Week 6: Organizing the search
May 19, 2025
I love going down rabbit holes. At home, I often spend an egregious amount of time in a state of distraction and wonder, as I read through a long chain of increasingly-specific Wikipedia articles. I am just as distracted when I research medical papers. It all begins when I read an intriguing sentence or two in a paper. My newly piqued interest drives me down to the “references” section, where another paper elaborates on this new topic. Of course, this new paper also has various interesting papers linked in its references. After half an hour’s worth of reading, I have over ten separate tabs open of related papers. By now, I have read more than enough to start writing, but it hasn’t all stuck in my memory. I feel accomplished and more educated on the topic, but can’t regurgitate the vast majority of information I have just taken in.
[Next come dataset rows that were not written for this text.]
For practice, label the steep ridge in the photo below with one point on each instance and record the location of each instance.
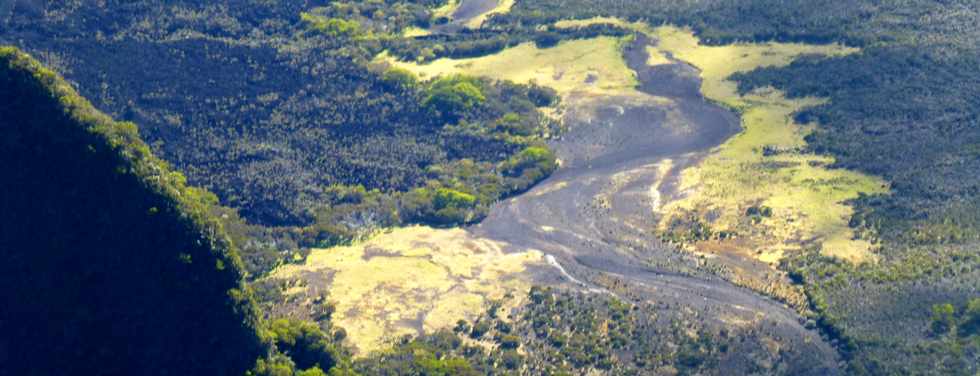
(109, 263)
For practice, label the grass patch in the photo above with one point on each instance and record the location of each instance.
(409, 279)
(503, 6)
(765, 165)
(587, 66)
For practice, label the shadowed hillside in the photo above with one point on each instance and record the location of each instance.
(109, 264)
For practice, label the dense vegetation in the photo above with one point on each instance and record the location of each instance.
(110, 264)
(278, 110)
(904, 109)
(570, 333)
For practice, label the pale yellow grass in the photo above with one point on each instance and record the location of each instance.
(587, 66)
(503, 6)
(808, 199)
(384, 287)
(415, 31)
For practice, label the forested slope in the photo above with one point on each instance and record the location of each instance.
(109, 263)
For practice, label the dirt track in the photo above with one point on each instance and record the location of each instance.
(595, 214)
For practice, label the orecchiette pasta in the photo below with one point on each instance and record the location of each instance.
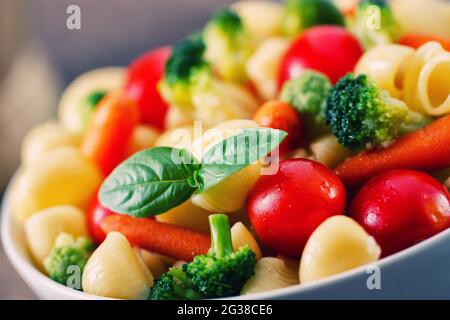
(261, 18)
(44, 138)
(116, 270)
(241, 236)
(328, 151)
(230, 194)
(44, 226)
(103, 79)
(63, 176)
(270, 274)
(337, 245)
(263, 66)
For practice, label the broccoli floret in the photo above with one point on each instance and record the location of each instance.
(302, 14)
(66, 253)
(185, 70)
(308, 94)
(228, 45)
(361, 116)
(375, 23)
(220, 273)
(174, 285)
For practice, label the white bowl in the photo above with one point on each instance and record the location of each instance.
(419, 272)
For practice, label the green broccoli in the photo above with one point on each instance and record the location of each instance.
(308, 94)
(67, 252)
(228, 45)
(302, 14)
(220, 273)
(360, 115)
(375, 24)
(186, 70)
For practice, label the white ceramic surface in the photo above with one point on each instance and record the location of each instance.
(422, 271)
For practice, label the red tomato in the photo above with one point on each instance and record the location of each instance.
(95, 213)
(402, 207)
(331, 50)
(143, 76)
(280, 115)
(287, 207)
(107, 139)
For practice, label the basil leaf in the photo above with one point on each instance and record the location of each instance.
(150, 182)
(237, 152)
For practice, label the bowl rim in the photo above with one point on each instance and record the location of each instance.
(24, 265)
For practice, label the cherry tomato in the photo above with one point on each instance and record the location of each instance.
(416, 40)
(108, 136)
(143, 76)
(402, 207)
(331, 50)
(280, 115)
(95, 213)
(287, 207)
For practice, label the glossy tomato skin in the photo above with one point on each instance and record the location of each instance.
(95, 213)
(287, 207)
(143, 76)
(331, 50)
(280, 115)
(402, 207)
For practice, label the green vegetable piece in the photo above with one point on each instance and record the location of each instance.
(308, 94)
(302, 14)
(375, 23)
(237, 152)
(68, 256)
(361, 116)
(150, 182)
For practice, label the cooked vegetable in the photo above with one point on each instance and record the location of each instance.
(332, 50)
(281, 115)
(425, 149)
(375, 23)
(308, 94)
(303, 14)
(337, 245)
(228, 44)
(302, 190)
(163, 238)
(44, 226)
(402, 207)
(109, 134)
(362, 116)
(116, 270)
(220, 273)
(68, 253)
(143, 76)
(60, 177)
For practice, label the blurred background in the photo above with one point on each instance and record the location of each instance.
(39, 56)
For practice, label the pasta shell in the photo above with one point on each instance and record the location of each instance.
(270, 274)
(116, 270)
(45, 138)
(103, 79)
(263, 66)
(337, 245)
(260, 18)
(241, 236)
(63, 176)
(44, 226)
(230, 194)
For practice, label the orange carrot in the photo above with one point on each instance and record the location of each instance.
(159, 237)
(425, 149)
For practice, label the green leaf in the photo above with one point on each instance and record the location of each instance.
(237, 152)
(150, 182)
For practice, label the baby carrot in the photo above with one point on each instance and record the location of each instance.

Luckily, I have found a solution to this problem. Zotero is an app and browser extension that allows you to organize documents and papers with extreme ease. Whenever I read an interesting paper, all I have to do is click on the browser extension, and it automatically saves all the metadata of the document and downloads a .pdf of it (if it’s not behind a paywall). You can sort things super easily, and it even cites papers automatically for you and rearranges them chronologically. For a super unorganized and easily distracted person like myself, it’s been an amazing tool keeping me on track.